Der Service hat uns an diesem Abend nicht überzeugt. Da wurde uns in der Vergangenheit Besseres geboten. Gerade zu Beginn gibt es überlange Wartezeiten und ruhig und zurückhaltend vorgetragene Kritik mündet in überflüssigen langen Diskussionen.

FAZIT:

Die Kreativität und Ideenvielfalt der Küchencrew scheint ungebrochen. Auch an Gästen herrscht kein Mangel. Jörg Sackmann zeigt nach wie vor sehr viel Engegagement, sowohl im Hotel, den Restaurants, bei Fernsehauftritten und doch sieht man ihn schon beim Frückstück nach dem Rechten schauen.
Mit viel Einsatz und Eigenständigkeit behauptet er seinen Platz in Baiersbronn. Der Schatten der großen Kollegen Wohlfahrt und Lumpp verdunkelt Schwarzenberg nicht.

Zwei schwächere Eindrücke in einem so großen Menü sind durchaus verzeihlich.
Wer bei den angekündigten Amuse-Bouches-Gängen ängstlich nach Brot und Brötchen Ausschau hält dem sei gesagt, die Portionen sind großzügig bemessen. Hier können die Fotos zur Beruhigung beitragen.
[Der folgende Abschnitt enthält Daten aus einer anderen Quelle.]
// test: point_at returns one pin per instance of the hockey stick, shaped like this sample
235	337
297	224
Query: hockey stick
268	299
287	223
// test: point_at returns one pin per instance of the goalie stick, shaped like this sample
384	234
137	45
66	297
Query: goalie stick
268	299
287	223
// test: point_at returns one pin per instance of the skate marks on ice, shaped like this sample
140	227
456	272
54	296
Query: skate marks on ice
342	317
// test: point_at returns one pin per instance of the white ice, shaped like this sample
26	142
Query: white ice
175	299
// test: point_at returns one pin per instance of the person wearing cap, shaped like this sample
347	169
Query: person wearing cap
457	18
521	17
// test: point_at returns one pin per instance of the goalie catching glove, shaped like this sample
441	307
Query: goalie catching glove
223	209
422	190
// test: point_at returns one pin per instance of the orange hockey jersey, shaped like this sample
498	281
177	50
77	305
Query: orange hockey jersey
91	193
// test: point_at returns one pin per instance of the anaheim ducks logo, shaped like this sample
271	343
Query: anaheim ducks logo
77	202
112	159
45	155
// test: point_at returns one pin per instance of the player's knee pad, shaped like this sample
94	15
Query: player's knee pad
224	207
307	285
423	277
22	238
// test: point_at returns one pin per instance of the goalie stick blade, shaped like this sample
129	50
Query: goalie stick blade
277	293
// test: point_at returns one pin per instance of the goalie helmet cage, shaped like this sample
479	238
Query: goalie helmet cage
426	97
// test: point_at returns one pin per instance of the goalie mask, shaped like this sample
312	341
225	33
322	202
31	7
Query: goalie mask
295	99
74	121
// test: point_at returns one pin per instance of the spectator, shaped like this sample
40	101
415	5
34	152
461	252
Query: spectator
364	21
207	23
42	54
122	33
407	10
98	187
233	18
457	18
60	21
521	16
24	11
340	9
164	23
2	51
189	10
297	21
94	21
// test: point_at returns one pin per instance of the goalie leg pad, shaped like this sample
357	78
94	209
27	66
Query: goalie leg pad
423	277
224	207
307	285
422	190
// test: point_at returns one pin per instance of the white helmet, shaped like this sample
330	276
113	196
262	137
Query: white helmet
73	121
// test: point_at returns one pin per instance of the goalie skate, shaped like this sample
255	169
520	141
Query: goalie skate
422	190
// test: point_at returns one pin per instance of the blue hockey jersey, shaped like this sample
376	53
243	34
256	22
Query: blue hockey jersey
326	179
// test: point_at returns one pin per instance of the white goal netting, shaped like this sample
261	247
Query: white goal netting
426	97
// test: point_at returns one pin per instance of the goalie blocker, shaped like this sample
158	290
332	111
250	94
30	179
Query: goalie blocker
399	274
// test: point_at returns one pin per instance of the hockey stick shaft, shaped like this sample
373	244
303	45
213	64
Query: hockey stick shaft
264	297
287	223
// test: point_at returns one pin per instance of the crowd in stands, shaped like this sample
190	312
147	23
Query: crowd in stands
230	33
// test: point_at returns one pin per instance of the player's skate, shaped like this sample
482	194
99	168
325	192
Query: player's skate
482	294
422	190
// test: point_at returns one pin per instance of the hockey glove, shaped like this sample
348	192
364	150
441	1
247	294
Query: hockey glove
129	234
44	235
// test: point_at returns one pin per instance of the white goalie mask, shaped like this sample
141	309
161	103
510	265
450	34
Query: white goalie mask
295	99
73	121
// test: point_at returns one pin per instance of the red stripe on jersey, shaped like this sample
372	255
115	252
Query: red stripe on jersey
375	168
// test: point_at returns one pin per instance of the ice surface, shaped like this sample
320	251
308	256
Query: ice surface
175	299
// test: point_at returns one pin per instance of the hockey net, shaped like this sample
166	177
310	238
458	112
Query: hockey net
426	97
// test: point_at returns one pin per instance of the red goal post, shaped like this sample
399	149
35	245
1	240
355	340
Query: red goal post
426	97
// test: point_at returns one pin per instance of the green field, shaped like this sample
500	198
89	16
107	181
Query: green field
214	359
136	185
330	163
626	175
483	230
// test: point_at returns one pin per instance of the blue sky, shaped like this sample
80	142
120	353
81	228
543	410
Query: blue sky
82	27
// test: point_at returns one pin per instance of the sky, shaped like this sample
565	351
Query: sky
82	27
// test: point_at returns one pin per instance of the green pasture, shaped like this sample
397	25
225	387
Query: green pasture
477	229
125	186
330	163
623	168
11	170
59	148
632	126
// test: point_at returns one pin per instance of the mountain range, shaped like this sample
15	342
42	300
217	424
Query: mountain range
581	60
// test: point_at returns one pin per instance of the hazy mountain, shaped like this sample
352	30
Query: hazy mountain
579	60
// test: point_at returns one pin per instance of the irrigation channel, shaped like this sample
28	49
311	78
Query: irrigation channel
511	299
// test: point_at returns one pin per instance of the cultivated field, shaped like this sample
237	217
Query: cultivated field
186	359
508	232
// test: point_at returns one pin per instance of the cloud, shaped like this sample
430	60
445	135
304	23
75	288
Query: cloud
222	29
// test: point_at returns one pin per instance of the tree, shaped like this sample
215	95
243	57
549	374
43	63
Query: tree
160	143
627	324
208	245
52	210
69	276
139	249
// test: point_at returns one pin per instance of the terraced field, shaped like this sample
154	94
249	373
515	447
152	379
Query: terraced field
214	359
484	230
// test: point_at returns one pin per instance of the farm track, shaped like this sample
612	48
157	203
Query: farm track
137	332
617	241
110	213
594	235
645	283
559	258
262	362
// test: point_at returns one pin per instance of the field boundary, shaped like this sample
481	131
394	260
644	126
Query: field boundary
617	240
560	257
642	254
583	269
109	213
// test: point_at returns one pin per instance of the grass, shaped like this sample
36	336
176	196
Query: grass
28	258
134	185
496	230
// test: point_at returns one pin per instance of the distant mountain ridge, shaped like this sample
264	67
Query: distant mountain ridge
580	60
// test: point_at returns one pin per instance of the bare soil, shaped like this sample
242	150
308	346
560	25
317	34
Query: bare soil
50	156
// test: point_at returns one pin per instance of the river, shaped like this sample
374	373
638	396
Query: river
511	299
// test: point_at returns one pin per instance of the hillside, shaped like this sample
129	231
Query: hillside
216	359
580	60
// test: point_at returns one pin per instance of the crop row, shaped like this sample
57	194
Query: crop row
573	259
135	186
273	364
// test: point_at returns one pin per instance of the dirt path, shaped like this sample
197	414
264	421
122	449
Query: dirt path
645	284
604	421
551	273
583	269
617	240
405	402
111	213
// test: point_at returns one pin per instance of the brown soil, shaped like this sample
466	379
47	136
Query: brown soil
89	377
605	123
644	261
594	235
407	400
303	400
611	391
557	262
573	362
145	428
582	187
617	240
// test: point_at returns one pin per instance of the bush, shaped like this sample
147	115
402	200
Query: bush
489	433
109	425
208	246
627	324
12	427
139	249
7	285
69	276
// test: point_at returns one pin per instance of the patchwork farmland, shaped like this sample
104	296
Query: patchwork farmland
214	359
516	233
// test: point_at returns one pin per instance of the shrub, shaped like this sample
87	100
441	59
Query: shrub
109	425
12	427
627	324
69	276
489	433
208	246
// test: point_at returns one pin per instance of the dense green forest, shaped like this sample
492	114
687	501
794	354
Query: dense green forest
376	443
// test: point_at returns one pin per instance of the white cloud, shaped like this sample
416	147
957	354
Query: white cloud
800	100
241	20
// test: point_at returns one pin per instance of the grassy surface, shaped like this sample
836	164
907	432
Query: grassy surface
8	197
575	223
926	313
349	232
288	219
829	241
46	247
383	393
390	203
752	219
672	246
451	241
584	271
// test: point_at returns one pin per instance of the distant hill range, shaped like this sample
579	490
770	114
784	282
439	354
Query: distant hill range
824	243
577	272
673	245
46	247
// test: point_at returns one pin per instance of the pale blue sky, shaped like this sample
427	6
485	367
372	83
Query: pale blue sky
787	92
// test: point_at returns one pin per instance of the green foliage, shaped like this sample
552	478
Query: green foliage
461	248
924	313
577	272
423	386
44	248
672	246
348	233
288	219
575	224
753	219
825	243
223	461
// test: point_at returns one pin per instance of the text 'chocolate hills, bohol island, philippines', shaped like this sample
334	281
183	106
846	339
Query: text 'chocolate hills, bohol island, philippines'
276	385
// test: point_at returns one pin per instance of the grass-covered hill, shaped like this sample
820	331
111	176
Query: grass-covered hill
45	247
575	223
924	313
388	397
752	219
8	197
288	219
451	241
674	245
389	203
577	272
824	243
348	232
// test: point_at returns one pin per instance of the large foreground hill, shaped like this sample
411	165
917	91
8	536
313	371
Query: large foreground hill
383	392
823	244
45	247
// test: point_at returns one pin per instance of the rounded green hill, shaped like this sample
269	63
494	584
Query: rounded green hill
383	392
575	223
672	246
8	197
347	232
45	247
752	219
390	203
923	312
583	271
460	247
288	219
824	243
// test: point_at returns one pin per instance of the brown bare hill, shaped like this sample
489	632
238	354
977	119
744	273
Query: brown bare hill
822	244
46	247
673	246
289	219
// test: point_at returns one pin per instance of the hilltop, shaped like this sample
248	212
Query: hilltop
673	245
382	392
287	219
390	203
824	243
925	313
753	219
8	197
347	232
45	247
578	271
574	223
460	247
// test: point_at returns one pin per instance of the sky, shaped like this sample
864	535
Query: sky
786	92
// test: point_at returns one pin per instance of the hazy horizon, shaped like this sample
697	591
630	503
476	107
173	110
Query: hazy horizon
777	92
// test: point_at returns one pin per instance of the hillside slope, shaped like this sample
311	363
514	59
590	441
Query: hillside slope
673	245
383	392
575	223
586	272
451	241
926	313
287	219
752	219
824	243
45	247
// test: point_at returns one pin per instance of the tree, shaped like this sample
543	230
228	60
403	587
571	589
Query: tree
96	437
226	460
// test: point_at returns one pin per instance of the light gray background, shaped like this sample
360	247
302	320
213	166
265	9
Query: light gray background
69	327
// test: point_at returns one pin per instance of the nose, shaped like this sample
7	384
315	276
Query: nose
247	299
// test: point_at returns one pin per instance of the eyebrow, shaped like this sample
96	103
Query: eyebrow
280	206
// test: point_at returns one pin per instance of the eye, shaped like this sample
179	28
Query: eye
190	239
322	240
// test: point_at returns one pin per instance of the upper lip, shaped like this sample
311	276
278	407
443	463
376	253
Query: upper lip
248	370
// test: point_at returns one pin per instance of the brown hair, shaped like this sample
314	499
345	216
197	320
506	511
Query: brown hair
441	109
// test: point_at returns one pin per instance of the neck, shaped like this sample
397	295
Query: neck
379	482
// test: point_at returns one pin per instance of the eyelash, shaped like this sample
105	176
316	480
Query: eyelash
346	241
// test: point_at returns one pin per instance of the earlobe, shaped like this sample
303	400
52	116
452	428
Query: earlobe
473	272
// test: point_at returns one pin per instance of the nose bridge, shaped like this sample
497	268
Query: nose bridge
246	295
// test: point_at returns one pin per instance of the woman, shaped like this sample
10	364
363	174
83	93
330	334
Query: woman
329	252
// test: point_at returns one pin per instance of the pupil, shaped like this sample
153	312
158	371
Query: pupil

Hotel und Restaurant erreichen Sie mit diesem Link.

Kommentare

2 Antworten zu “Schlossberg (**)”

  1. Andree sagt:

    Der Bericht klingt nach gutem Essen. Jedoch entsteht der Eindruck bei mir, als wäre ihr Herz nicht erwärmt worden. Ist das richtig?

  2. B. Steinmann sagt:

    Sie sehen das vollkommen richtig.
    Das Essen war insgesamt sehr gut. Einige Kritikpunkte habe ich benannt. Das wars dann aber auch schon.